In primo luogo, se si concorda con l’idea che TicinoCoin debba essere una cosiddetta stablecoin, ossia una valuta non liberamente fluttuante contro tutte le altre bensì con un legame fisso ad un controvalore, in casu il franco svizzero, il coinvolgimento dell’istituto bancario cantonale potrebbe facilitare la custodia dei franchi svizzeri corrisposti in controvalore dei TicinoCoin messi in libera circolazione. Il fatto che il controvalore in franchi svizzeri sia al sicuro presso la banca di proprietà e controllata dal Cantone dovrebbe verosimilmente aumentare la fiducia dei cittadini e dei commercianti nella valuta locale complementare. Inoltre, attraverso il proprio istituto bancario il Cantone avrebbe il controllo sulle attività di emissione e rimborso di TicinoCoin, osservando pertanto in ogni istante quale sia la massa di token in libera circolazione e potendo così monitorare la portata dell’iniziativa.

In secondo luogo, il fatto che TicinoCoin sia una valuta pensata e nata per funzionare attraverso la blockchain permette un legame diretto con il settore ticinese del FinTech. Come si è visto alla sezione precedente, oltre che essere particolarmente sviluppato nel confronto intercantonale, il FinTech ticinese sta negli ultimi anni assurgendo a una delle nuove forme di evoluzione e sviluppo della piazza finanziaria locale. La presenza in Ticino della decennale esperienza bancaria nonché di industria e istituti di formazione di punta in ambito informatico e tecnologico dovrebbero porre le buone premesse per un continuo sviluppo del settore.

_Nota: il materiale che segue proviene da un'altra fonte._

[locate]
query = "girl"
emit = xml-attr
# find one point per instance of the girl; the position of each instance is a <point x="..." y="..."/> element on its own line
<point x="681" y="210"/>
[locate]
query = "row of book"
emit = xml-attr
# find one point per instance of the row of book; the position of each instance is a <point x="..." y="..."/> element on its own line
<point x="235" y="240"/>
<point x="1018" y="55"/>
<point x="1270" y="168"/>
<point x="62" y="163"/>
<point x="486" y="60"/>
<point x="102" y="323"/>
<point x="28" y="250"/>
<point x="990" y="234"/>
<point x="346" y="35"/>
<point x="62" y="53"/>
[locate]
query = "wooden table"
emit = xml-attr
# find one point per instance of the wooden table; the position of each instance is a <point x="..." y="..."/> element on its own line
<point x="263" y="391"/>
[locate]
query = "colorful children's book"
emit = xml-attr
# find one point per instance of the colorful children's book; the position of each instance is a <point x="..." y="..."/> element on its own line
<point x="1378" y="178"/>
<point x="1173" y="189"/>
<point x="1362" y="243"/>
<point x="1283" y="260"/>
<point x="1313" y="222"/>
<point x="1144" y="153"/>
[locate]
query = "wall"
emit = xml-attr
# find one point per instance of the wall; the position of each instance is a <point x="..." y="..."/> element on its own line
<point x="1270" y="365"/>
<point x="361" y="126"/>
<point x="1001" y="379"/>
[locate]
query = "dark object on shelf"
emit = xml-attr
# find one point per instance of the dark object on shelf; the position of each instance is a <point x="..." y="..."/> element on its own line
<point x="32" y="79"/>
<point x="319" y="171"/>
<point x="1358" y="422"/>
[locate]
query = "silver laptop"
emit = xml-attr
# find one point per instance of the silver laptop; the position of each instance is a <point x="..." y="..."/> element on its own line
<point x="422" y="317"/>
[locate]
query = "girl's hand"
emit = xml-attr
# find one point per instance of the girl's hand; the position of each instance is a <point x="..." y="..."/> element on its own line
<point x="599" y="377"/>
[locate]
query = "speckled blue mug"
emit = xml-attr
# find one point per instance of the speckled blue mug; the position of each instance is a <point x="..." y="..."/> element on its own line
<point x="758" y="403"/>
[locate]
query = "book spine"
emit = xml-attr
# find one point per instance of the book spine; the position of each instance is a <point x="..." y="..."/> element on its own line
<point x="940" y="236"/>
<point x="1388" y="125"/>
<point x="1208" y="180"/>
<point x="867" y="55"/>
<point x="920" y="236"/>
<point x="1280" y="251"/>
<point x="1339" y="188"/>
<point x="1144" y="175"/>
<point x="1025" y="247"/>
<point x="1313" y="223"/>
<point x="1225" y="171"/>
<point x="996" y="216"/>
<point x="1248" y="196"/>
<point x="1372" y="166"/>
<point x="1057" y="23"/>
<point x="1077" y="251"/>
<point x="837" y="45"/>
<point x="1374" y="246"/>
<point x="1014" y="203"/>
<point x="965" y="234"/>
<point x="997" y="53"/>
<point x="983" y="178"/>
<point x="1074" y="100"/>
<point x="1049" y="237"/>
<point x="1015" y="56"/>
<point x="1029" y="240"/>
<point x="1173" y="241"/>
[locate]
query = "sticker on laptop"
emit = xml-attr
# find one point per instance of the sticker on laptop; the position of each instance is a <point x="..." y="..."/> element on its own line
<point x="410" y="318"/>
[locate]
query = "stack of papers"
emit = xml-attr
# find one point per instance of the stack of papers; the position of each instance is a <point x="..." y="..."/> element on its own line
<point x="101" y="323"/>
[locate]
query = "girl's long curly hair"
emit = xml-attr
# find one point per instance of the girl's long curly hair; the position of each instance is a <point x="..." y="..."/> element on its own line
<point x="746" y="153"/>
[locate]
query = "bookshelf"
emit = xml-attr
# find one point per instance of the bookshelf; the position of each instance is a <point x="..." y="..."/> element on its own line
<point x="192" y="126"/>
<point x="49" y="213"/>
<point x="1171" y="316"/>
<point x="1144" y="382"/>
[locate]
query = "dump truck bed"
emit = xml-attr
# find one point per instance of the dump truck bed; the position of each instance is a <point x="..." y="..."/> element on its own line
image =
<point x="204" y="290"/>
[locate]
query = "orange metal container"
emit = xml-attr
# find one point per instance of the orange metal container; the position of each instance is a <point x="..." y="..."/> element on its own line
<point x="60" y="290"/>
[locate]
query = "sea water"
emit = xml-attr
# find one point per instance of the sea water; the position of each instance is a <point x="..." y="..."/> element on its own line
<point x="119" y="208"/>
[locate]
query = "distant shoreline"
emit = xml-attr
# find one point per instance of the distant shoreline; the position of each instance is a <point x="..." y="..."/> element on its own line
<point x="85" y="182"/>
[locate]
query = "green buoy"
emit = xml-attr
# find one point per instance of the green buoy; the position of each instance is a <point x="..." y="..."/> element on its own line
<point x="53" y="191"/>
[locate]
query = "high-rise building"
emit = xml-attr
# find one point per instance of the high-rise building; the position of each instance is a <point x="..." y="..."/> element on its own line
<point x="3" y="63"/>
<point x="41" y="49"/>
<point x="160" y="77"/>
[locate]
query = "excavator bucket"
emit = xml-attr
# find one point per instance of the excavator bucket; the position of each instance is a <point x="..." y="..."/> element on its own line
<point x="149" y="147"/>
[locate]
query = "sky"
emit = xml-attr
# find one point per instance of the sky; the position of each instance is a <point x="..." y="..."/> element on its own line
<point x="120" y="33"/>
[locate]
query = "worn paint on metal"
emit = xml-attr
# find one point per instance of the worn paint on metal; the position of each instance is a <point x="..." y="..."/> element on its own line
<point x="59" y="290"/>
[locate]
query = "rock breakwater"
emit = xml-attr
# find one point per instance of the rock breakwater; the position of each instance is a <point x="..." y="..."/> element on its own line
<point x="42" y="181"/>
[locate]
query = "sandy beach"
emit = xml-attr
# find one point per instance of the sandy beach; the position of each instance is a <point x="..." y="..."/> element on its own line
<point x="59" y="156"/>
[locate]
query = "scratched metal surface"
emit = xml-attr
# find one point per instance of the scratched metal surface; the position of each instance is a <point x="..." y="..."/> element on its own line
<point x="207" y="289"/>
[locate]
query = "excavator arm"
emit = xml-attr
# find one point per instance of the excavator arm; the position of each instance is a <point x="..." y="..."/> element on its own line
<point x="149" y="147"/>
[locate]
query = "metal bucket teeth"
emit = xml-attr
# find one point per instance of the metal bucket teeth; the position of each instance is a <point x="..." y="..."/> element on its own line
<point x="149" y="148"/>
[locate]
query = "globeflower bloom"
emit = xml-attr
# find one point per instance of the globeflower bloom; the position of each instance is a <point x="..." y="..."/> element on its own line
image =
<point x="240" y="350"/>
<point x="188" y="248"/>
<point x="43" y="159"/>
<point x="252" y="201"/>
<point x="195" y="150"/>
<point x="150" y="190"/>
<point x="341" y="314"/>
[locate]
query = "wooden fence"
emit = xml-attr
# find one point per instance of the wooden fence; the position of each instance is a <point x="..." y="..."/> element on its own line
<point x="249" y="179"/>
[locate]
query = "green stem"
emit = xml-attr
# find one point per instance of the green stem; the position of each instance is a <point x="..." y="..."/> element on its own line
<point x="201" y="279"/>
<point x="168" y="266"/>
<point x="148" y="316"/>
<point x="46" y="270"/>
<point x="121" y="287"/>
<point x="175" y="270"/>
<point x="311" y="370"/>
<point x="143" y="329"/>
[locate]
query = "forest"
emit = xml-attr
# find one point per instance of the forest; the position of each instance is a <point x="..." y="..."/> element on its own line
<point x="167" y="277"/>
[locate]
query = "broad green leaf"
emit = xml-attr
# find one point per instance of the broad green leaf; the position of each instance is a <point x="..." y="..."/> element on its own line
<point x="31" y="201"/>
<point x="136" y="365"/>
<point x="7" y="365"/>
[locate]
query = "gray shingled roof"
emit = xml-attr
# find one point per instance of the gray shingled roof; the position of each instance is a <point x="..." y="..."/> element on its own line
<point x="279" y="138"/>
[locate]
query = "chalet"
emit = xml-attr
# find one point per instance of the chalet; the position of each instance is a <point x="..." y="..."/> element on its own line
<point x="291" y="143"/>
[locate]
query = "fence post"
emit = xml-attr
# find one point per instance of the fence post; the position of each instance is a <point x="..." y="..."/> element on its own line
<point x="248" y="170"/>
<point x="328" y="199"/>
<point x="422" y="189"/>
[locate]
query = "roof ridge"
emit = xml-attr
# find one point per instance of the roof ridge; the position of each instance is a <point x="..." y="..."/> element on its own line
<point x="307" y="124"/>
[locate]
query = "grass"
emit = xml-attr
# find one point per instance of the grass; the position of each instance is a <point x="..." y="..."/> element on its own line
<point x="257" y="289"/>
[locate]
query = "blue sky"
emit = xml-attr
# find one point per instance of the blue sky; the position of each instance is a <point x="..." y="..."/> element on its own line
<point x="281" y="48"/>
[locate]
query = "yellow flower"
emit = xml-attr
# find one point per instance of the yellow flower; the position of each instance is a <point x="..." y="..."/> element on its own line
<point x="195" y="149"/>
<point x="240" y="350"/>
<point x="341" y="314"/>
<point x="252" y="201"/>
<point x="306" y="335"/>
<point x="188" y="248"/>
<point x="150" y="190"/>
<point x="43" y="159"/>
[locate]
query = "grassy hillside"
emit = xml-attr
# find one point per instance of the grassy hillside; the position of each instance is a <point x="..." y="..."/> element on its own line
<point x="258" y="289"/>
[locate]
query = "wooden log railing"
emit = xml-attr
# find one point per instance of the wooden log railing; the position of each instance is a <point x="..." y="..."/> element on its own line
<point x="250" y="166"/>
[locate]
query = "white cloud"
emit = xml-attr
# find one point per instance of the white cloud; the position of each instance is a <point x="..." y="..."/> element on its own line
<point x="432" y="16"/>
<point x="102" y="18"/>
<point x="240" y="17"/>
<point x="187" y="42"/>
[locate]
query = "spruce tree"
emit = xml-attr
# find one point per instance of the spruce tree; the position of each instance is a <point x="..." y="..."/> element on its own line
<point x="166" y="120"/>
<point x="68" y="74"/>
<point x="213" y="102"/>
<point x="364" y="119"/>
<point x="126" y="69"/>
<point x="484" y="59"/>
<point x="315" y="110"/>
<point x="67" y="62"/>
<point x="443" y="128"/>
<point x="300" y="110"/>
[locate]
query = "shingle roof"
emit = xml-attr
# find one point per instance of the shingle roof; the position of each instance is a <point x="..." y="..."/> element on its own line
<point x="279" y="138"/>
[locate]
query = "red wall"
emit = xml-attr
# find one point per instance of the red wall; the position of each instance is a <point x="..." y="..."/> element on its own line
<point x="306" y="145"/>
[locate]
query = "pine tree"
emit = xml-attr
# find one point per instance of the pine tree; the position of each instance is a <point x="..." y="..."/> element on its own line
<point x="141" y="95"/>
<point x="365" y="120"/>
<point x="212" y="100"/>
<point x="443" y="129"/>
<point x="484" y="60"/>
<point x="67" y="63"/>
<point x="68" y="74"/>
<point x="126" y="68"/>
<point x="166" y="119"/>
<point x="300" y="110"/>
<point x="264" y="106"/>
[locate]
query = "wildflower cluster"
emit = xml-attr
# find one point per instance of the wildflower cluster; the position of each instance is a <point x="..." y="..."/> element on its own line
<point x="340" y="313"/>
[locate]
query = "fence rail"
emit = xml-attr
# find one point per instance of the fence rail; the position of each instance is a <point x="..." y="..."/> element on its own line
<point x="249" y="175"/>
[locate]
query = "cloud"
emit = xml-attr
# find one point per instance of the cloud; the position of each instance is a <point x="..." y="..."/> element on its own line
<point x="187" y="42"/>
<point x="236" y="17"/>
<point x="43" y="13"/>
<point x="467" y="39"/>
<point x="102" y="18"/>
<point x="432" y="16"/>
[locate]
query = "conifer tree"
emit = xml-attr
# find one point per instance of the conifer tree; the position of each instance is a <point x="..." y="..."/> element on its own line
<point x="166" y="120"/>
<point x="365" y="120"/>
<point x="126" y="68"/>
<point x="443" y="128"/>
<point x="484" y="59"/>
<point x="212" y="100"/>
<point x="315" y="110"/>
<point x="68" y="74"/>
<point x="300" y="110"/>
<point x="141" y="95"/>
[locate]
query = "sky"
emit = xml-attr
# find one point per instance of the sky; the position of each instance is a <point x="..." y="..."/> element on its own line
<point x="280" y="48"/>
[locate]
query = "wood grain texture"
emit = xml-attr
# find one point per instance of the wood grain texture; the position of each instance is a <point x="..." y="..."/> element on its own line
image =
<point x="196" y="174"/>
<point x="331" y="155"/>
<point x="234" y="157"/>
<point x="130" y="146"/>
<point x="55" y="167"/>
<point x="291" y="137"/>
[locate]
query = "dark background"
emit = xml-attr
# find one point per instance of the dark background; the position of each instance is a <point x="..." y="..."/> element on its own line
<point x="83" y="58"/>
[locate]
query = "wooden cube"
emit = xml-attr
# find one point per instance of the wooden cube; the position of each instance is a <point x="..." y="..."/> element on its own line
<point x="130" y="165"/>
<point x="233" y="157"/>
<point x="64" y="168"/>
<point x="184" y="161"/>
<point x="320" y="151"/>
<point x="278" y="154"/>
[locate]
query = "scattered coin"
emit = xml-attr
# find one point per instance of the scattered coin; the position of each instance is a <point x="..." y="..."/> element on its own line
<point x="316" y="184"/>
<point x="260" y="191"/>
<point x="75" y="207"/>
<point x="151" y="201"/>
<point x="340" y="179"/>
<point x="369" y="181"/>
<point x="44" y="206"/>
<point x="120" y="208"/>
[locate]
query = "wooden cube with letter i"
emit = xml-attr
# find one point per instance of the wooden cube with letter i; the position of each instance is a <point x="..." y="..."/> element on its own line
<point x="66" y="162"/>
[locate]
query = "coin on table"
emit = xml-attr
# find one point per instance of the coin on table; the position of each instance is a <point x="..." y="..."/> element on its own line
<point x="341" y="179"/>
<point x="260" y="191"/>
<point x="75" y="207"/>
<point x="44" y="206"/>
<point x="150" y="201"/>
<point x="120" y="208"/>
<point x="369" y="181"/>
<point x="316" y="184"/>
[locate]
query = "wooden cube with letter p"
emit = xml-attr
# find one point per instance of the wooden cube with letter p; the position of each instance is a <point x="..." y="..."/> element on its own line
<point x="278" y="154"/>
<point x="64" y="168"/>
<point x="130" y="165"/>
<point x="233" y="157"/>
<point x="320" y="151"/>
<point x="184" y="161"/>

Il Cantone Ticino potrebbe dare il proprio appoggio al progetto TicinoCoin in tanti modi. Al di là di un semplice patrocinio, il Cantone potrebbe per esempio accettare la spendibilità della moneta locale complementare presso gli sportelli cantonali, oppure aprire la possibilità per il pagamento di imposte, tasse e multe in TicinoCoin. Parallelamente, il Cantone potrebbe contribuire alla diffusione del TicinoCoin pagando parte delle commesse e dei salari pubblici – a titolo di esempio il 5% – in questa valuta locale complementare. Si genererebbe in tal modo una sufficiente liquidità di TicinoCoin che dovrebbe rendere facile la circolazione in Ticino della moneta, giacché le controparti la accetterebbero con minor paura di non potersene più liberare. Il tutto non comporterebbe alcun rischio per il Cantone, in particolare qualora la banca depositaria fosse il proprio istituto cantonale.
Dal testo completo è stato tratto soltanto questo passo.